Bayesian Batch Active Learning as Sparse Subset Approximation
Robert Pinsler, Jonathan Gordon, Eric Nalisnick and José Miguel Hernández-Lobato
Published at NeurIPS 2019
A known issue of BALD, when used in Batch Active Learning is that it selects highly correlated samples. By combining BNNs with a novel coreset algorithm, the authors propose a way to estimate the true posterior data distribution.
In brief, they want to select a batch \(D'\) such that the posterior distribution best approximate the complete data posterior. Because we do not know the complete posterior, the authors approximate it using the predictive distribution. The idea is summarized in Eq. 4.
This measure can be optimized using Frank-Wolfe which uses the dot-product \(\langle L_m, L_n\rangle\) to estimate the affectations.
While a closed-form procedure exists to compute this dot-product, it is expensive to run (\(O(||P||^2)\)). The authors suggest the use of random projections drawn from the parameters distribution \(\hat\pi\). This approximation makes the algorithm \(O(||P||J)\), where J is the number of samples drawn from \(\hat\pi\).

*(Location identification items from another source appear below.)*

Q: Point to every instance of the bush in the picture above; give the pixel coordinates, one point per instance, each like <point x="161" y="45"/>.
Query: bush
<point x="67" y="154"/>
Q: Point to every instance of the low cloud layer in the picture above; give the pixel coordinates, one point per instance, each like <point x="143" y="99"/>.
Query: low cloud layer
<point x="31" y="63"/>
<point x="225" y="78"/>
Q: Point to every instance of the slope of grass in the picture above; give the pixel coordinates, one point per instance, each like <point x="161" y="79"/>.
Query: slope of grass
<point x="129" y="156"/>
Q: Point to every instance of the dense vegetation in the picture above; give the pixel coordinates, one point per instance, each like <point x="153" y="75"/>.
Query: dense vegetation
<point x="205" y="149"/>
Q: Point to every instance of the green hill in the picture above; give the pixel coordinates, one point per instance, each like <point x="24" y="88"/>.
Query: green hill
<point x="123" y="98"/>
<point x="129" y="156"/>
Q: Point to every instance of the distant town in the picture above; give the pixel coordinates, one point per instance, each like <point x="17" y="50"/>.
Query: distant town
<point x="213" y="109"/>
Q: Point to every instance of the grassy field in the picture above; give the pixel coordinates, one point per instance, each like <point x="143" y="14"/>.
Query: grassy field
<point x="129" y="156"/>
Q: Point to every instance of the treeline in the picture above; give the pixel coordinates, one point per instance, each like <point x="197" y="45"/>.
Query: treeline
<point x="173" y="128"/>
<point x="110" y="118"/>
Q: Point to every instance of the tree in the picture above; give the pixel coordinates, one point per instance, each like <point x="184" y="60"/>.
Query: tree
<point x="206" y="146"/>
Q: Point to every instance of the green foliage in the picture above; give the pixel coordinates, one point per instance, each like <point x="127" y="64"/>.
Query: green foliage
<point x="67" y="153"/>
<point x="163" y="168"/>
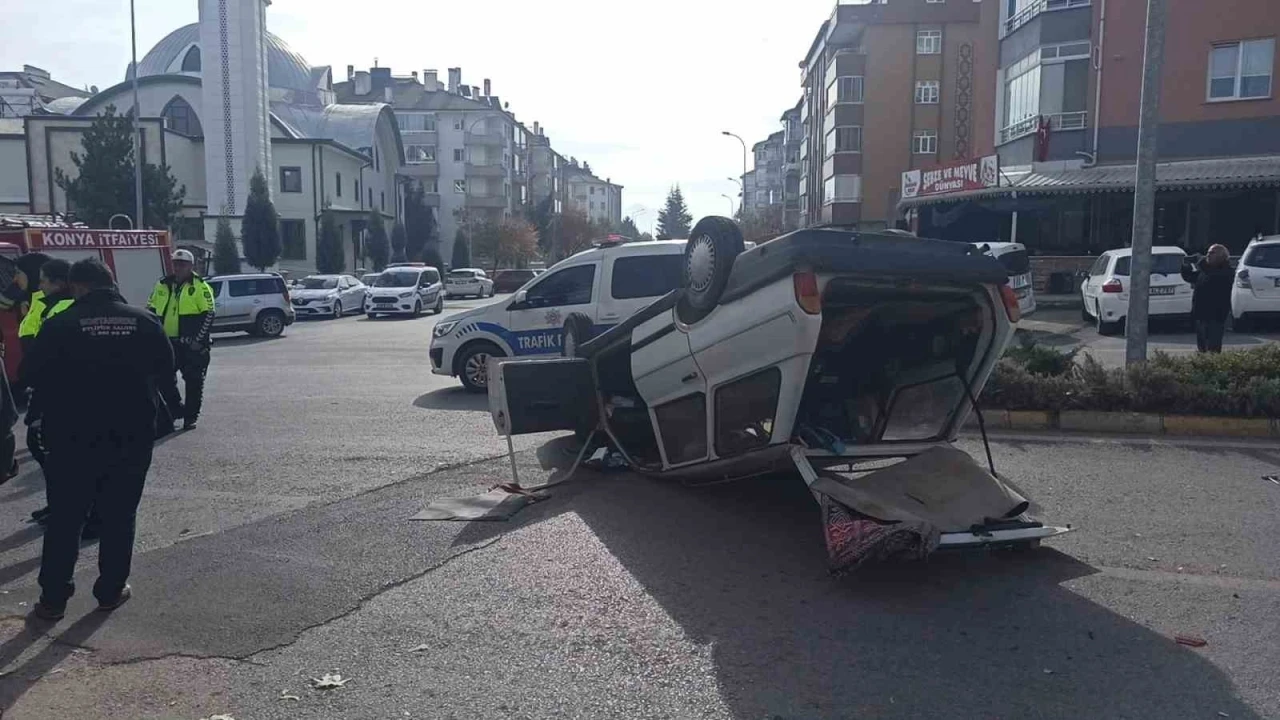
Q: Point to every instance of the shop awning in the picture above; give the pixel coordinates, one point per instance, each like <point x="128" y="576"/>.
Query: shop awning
<point x="1182" y="174"/>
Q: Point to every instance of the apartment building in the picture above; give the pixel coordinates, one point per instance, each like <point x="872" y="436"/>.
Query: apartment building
<point x="1069" y="82"/>
<point x="461" y="144"/>
<point x="891" y="87"/>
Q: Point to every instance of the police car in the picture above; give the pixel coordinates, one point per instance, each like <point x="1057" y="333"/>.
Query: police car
<point x="606" y="283"/>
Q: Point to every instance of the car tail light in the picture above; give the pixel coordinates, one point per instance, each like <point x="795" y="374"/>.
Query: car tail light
<point x="1010" y="299"/>
<point x="807" y="292"/>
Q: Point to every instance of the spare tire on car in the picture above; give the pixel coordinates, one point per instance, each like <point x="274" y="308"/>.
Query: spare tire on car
<point x="713" y="245"/>
<point x="577" y="329"/>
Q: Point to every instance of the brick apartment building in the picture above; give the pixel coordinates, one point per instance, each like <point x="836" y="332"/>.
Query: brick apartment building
<point x="891" y="87"/>
<point x="1064" y="122"/>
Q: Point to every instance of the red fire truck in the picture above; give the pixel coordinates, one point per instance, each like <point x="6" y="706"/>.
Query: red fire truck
<point x="137" y="258"/>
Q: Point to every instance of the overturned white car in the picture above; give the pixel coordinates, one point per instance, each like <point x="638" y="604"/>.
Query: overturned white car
<point x="853" y="356"/>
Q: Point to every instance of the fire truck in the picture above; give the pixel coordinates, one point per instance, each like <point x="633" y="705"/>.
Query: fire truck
<point x="137" y="259"/>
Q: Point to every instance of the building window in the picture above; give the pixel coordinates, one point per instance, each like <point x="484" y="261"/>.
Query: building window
<point x="1240" y="71"/>
<point x="191" y="62"/>
<point x="181" y="117"/>
<point x="848" y="89"/>
<point x="291" y="180"/>
<point x="417" y="154"/>
<point x="293" y="240"/>
<point x="928" y="42"/>
<point x="924" y="142"/>
<point x="845" y="140"/>
<point x="927" y="92"/>
<point x="842" y="188"/>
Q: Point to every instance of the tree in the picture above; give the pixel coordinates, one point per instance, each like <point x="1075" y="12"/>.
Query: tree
<point x="398" y="241"/>
<point x="673" y="219"/>
<point x="260" y="229"/>
<point x="330" y="258"/>
<point x="376" y="245"/>
<point x="419" y="223"/>
<point x="576" y="232"/>
<point x="461" y="250"/>
<point x="225" y="253"/>
<point x="629" y="228"/>
<point x="104" y="182"/>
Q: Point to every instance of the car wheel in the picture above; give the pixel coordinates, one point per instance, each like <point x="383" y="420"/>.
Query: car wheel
<point x="472" y="365"/>
<point x="577" y="331"/>
<point x="713" y="245"/>
<point x="270" y="323"/>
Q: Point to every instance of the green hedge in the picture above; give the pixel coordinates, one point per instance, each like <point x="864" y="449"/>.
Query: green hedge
<point x="1235" y="383"/>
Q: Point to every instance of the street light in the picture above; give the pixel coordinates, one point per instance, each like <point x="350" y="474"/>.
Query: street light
<point x="725" y="132"/>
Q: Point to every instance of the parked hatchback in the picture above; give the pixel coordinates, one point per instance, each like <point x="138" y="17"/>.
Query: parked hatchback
<point x="257" y="304"/>
<point x="1256" y="295"/>
<point x="1106" y="291"/>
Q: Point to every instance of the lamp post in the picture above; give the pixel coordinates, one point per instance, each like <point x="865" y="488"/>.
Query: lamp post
<point x="137" y="123"/>
<point x="725" y="132"/>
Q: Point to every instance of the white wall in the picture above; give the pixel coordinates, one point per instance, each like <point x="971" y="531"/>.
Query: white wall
<point x="13" y="173"/>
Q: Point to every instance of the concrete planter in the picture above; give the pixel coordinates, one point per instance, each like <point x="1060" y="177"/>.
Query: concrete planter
<point x="1128" y="423"/>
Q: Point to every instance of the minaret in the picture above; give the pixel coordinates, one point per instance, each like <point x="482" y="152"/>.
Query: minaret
<point x="236" y="114"/>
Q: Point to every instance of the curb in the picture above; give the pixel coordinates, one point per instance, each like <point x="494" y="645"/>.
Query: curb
<point x="1128" y="423"/>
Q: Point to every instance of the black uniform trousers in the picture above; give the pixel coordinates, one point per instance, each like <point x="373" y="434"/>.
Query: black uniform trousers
<point x="106" y="472"/>
<point x="192" y="364"/>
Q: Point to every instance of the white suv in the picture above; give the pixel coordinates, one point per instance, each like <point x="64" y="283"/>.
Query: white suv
<point x="1106" y="291"/>
<point x="1257" y="283"/>
<point x="606" y="285"/>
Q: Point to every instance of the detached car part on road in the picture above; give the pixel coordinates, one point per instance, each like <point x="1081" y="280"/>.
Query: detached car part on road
<point x="853" y="356"/>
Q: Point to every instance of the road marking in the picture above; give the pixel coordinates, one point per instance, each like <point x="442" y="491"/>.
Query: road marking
<point x="1225" y="582"/>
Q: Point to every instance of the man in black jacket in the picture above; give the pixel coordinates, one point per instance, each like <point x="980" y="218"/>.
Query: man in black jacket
<point x="1211" y="279"/>
<point x="95" y="368"/>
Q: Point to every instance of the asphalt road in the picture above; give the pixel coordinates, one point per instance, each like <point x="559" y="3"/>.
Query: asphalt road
<point x="275" y="547"/>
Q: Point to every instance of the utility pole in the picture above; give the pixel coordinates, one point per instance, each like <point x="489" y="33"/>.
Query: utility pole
<point x="1144" y="186"/>
<point x="137" y="124"/>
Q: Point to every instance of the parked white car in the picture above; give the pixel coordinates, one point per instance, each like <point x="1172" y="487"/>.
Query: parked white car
<point x="328" y="296"/>
<point x="1256" y="295"/>
<point x="600" y="287"/>
<point x="822" y="349"/>
<point x="406" y="290"/>
<point x="467" y="281"/>
<point x="1106" y="291"/>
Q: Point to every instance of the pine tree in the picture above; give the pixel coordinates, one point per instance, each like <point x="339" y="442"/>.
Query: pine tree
<point x="461" y="250"/>
<point x="225" y="251"/>
<point x="400" y="238"/>
<point x="376" y="246"/>
<point x="104" y="182"/>
<point x="260" y="229"/>
<point x="673" y="219"/>
<point x="330" y="258"/>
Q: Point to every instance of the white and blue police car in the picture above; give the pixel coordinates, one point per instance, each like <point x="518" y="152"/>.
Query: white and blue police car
<point x="607" y="283"/>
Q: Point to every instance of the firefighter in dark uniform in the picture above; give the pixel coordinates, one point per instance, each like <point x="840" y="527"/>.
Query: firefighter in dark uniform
<point x="184" y="304"/>
<point x="95" y="369"/>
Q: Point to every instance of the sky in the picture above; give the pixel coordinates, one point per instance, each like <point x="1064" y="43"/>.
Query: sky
<point x="639" y="90"/>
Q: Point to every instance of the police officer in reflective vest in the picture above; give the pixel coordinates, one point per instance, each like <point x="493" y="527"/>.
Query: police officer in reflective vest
<point x="184" y="304"/>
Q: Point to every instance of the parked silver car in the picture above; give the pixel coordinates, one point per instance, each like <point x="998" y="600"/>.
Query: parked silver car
<point x="328" y="296"/>
<point x="257" y="304"/>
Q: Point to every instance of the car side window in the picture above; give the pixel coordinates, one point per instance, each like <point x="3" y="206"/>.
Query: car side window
<point x="571" y="286"/>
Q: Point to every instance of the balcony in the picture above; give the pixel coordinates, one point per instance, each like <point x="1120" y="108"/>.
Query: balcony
<point x="487" y="201"/>
<point x="485" y="171"/>
<point x="1038" y="7"/>
<point x="1056" y="122"/>
<point x="489" y="139"/>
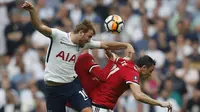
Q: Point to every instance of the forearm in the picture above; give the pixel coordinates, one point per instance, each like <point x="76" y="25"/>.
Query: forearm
<point x="36" y="22"/>
<point x="146" y="99"/>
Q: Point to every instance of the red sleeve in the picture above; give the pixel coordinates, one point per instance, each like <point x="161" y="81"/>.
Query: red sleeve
<point x="99" y="73"/>
<point x="131" y="77"/>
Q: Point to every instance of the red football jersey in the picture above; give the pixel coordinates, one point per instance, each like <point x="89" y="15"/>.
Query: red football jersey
<point x="90" y="73"/>
<point x="122" y="73"/>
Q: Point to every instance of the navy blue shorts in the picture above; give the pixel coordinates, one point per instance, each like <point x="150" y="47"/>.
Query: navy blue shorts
<point x="57" y="96"/>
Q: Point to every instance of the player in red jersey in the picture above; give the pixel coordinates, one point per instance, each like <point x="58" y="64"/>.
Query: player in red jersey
<point x="123" y="76"/>
<point x="90" y="73"/>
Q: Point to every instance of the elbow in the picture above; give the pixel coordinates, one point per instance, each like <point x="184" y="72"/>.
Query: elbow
<point x="138" y="97"/>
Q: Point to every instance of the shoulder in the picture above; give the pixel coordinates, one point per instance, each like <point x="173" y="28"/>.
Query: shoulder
<point x="85" y="56"/>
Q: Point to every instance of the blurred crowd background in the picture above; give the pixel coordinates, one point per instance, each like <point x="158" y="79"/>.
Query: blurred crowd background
<point x="166" y="30"/>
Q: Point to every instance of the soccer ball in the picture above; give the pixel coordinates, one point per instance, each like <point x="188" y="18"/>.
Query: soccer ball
<point x="114" y="24"/>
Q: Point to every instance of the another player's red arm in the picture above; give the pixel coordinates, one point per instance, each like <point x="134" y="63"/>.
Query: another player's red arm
<point x="101" y="74"/>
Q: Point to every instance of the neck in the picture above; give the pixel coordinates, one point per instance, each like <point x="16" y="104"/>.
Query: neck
<point x="74" y="38"/>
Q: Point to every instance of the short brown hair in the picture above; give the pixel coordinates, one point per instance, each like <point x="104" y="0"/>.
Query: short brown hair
<point x="85" y="25"/>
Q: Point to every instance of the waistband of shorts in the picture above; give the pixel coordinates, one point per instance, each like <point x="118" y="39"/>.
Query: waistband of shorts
<point x="100" y="106"/>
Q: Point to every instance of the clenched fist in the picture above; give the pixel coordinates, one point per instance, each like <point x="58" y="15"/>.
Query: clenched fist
<point x="28" y="6"/>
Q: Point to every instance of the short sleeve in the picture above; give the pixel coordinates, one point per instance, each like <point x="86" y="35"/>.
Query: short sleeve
<point x="57" y="34"/>
<point x="93" y="44"/>
<point x="131" y="77"/>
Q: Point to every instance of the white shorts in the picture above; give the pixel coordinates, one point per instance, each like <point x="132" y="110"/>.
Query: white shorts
<point x="99" y="109"/>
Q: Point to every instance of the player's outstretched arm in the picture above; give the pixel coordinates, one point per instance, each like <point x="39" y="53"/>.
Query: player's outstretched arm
<point x="119" y="45"/>
<point x="45" y="30"/>
<point x="140" y="96"/>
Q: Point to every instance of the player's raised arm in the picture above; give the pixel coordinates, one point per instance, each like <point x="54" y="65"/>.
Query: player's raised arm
<point x="140" y="96"/>
<point x="45" y="30"/>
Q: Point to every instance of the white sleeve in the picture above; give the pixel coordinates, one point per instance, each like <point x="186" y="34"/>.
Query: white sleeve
<point x="57" y="34"/>
<point x="93" y="44"/>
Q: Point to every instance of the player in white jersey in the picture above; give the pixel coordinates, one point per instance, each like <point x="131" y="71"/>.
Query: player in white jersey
<point x="61" y="80"/>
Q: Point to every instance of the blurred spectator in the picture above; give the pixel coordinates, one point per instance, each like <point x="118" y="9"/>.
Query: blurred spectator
<point x="45" y="12"/>
<point x="101" y="9"/>
<point x="155" y="53"/>
<point x="178" y="84"/>
<point x="165" y="97"/>
<point x="171" y="60"/>
<point x="90" y="15"/>
<point x="189" y="75"/>
<point x="193" y="104"/>
<point x="143" y="41"/>
<point x="4" y="20"/>
<point x="9" y="98"/>
<point x="195" y="56"/>
<point x="183" y="47"/>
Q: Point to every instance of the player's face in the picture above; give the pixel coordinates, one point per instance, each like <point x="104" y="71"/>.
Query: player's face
<point x="146" y="72"/>
<point x="85" y="37"/>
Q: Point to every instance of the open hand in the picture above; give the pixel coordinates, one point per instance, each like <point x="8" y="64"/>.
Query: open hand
<point x="28" y="6"/>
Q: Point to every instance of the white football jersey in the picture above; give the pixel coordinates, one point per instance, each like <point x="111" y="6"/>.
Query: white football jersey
<point x="62" y="55"/>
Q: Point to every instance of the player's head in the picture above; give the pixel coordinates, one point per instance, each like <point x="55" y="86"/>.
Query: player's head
<point x="146" y="65"/>
<point x="85" y="30"/>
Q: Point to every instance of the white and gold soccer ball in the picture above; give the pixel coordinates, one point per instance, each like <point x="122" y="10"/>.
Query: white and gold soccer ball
<point x="114" y="24"/>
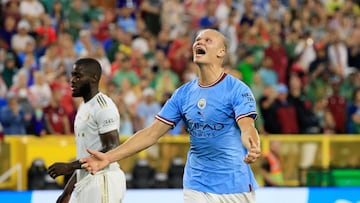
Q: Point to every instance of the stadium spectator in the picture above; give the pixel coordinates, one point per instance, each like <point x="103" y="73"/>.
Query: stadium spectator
<point x="22" y="37"/>
<point x="57" y="121"/>
<point x="13" y="118"/>
<point x="353" y="123"/>
<point x="271" y="166"/>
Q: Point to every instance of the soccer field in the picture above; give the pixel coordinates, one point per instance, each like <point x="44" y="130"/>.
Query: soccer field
<point x="264" y="195"/>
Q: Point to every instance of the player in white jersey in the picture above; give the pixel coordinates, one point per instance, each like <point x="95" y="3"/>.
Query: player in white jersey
<point x="219" y="112"/>
<point x="96" y="127"/>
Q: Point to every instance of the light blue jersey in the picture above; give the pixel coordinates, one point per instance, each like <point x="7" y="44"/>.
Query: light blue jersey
<point x="215" y="159"/>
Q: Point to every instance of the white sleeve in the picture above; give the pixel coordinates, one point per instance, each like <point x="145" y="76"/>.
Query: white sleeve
<point x="108" y="119"/>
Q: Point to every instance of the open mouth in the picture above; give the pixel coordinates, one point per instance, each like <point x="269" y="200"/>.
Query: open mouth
<point x="200" y="51"/>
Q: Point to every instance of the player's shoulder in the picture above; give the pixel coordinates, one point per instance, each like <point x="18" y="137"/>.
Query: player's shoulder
<point x="102" y="101"/>
<point x="234" y="82"/>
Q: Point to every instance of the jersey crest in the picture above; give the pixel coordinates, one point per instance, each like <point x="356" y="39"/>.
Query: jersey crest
<point x="202" y="103"/>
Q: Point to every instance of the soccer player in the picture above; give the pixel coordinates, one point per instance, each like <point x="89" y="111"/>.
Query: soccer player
<point x="219" y="112"/>
<point x="96" y="127"/>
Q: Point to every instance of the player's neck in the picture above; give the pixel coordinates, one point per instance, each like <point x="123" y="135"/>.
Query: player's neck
<point x="208" y="74"/>
<point x="91" y="94"/>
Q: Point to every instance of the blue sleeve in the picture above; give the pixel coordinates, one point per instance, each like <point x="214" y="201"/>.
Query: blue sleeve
<point x="171" y="111"/>
<point x="244" y="103"/>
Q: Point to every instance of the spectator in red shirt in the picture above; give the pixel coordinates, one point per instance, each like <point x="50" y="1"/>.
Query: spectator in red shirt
<point x="46" y="30"/>
<point x="57" y="122"/>
<point x="277" y="53"/>
<point x="337" y="105"/>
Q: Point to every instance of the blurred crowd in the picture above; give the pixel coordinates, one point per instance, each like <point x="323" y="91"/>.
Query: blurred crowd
<point x="301" y="58"/>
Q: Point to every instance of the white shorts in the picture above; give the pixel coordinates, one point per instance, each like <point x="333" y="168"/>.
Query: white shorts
<point x="192" y="196"/>
<point x="106" y="186"/>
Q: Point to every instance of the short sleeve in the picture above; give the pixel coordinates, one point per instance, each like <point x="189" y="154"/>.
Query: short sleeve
<point x="244" y="103"/>
<point x="108" y="119"/>
<point x="171" y="112"/>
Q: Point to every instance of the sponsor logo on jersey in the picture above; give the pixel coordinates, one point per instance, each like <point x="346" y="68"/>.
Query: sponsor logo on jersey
<point x="202" y="103"/>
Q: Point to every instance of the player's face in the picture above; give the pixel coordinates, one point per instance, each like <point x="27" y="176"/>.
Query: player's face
<point x="80" y="82"/>
<point x="208" y="47"/>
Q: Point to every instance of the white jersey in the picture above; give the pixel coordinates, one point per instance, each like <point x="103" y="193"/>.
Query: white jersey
<point x="97" y="116"/>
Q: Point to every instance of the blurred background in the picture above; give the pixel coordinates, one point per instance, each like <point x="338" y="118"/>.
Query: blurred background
<point x="301" y="58"/>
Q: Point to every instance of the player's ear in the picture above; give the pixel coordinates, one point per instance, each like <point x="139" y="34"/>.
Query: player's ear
<point x="221" y="53"/>
<point x="95" y="78"/>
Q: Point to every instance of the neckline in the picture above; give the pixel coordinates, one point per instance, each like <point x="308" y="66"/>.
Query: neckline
<point x="220" y="78"/>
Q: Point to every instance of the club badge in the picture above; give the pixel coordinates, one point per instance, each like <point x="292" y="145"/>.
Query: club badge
<point x="201" y="103"/>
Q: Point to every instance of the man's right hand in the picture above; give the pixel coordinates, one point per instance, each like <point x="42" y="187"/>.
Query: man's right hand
<point x="95" y="162"/>
<point x="59" y="168"/>
<point x="63" y="198"/>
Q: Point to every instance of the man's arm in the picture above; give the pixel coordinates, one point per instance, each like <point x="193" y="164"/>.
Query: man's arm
<point x="250" y="139"/>
<point x="139" y="141"/>
<point x="109" y="140"/>
<point x="61" y="168"/>
<point x="69" y="187"/>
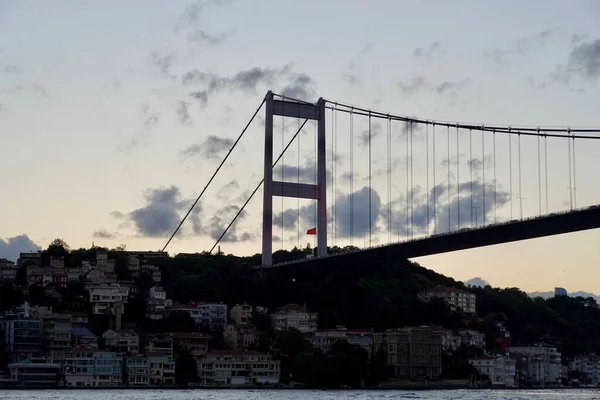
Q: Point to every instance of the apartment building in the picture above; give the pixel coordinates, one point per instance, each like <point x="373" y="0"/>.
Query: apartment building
<point x="295" y="316"/>
<point x="121" y="341"/>
<point x="323" y="339"/>
<point x="56" y="335"/>
<point x="231" y="368"/>
<point x="138" y="371"/>
<point x="240" y="336"/>
<point x="195" y="343"/>
<point x="21" y="336"/>
<point x="502" y="371"/>
<point x="541" y="365"/>
<point x="241" y="314"/>
<point x="8" y="270"/>
<point x="103" y="297"/>
<point x="414" y="353"/>
<point x="92" y="368"/>
<point x="458" y="300"/>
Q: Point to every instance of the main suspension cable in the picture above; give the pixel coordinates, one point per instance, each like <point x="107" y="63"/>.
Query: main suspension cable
<point x="257" y="187"/>
<point x="216" y="172"/>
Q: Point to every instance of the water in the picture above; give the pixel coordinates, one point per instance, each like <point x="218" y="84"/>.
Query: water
<point x="203" y="394"/>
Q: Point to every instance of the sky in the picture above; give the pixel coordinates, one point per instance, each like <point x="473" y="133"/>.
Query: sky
<point x="114" y="115"/>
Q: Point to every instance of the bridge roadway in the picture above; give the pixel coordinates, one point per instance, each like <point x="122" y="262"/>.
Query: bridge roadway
<point x="466" y="238"/>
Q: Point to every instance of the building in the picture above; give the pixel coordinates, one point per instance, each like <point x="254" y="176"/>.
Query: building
<point x="540" y="365"/>
<point x="194" y="343"/>
<point x="241" y="314"/>
<point x="502" y="371"/>
<point x="458" y="300"/>
<point x="157" y="304"/>
<point x="92" y="368"/>
<point x="240" y="336"/>
<point x="56" y="335"/>
<point x="121" y="341"/>
<point x="8" y="270"/>
<point x="35" y="372"/>
<point x="588" y="368"/>
<point x="103" y="297"/>
<point x="83" y="338"/>
<point x="323" y="339"/>
<point x="231" y="368"/>
<point x="21" y="336"/>
<point x="414" y="353"/>
<point x="33" y="258"/>
<point x="295" y="316"/>
<point x="162" y="370"/>
<point x="213" y="315"/>
<point x="472" y="338"/>
<point x="560" y="291"/>
<point x="138" y="371"/>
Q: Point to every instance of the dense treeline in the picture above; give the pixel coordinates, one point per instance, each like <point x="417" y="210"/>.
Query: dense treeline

In Fig 4, the authors show results on multiple datasets showing that their method is better than BALD or Entropy.
My two cents
This method is interesting as it is less computationally expensive than BatchBALD with the same goal in mind ie. solving the correlated selection in BALD.
In their work, they use a batch size of 3000. From our experiments, we know that BALD does work with a lower, but still large query size (250 for example). While this shows that their method works with high batch size, I would have liked to see a comparison between their method and BALD on a smaller query size. In Annex D, they show that MC-Dropout is also affected by the large query size.